In just the same way with economic systems. Workers in different societies and periods exercise different levels of control (which is the underlying meaning of ownership) on the means of production, it's not black and white. It can be very roughly defined as (workers control over the state) * (relative assets of state-controlled enterprises) + (relative assets of co-ops or other directly worker-owned enterprises). There is of course a lot more nuances to be discussed, such as the exact distribution of control between different subclasses of workers, or the social hierarchies arising from the structures of control.

no it cannot because it's referring to whether or not the workers control them and on a societal scale this is a binary flip, at some point the workers are more in control than the bourgoeis and at that point it is socialism and at any point before it is not.

[–] balsoft@lemmy.ml 1 points 1 month ago* (last edited 1 month ago) (1 children)

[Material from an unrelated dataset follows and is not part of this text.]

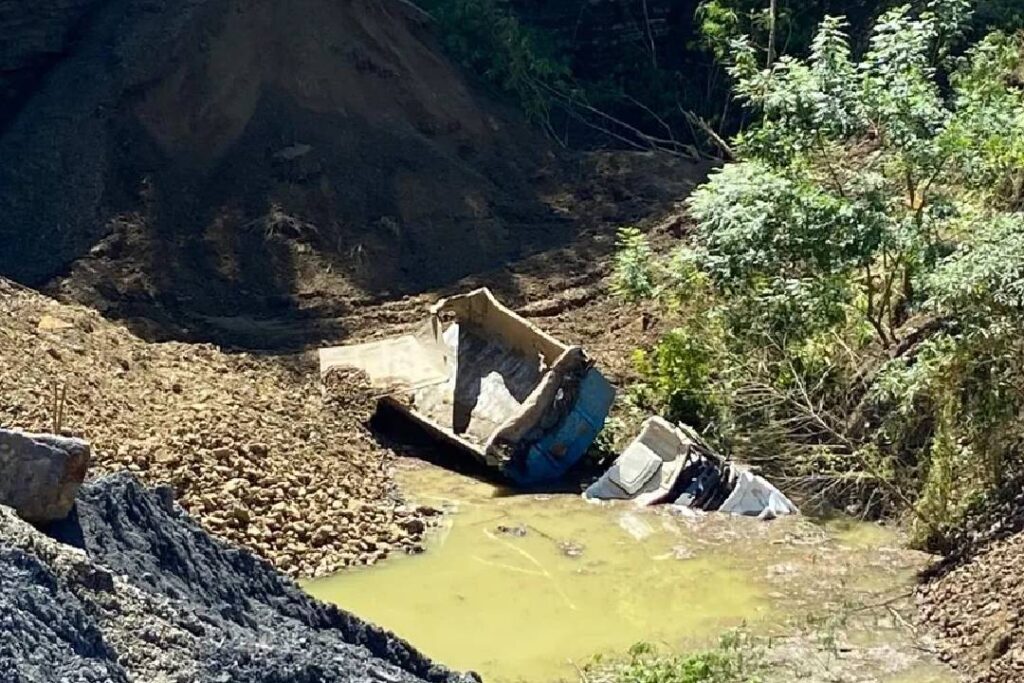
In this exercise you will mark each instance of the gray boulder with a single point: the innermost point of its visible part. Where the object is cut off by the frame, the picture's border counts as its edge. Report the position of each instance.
(41, 473)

no it cannot because it’s referring to whether or not the workers control them and on a societal scale this is a binary flip, at some point the workers are more in control than the bourgoeis and at that point it is socialism and at any point before it is not.

Aha, so you do agree that different societies have different levels of control the working class and the bourgeois have over production, but you seem to be convinced that if that "relative level of proletarian control" is below 50% the state is fully capitalist, and otherwise the state is fully socialist. Why do you think this definition is more useful than the obvious one, where we retain the scale instead of quantizing it into a binary form?

This question is especially relevant because you also seem to believe that there currently aren't any "socialist" countries by your definition. By retaining the spectrum, we can then make analytical statements like "China is more socialist than the US".

marxism does not define socialism as “more worker influence than before” but as an actual change in the relations of production. really the decisive question is which class controls surplus and exists and continues itself as a ruling class.

the binary is not 50 percent versus 49 percent. it is whether bourgeois property relations have been superseded.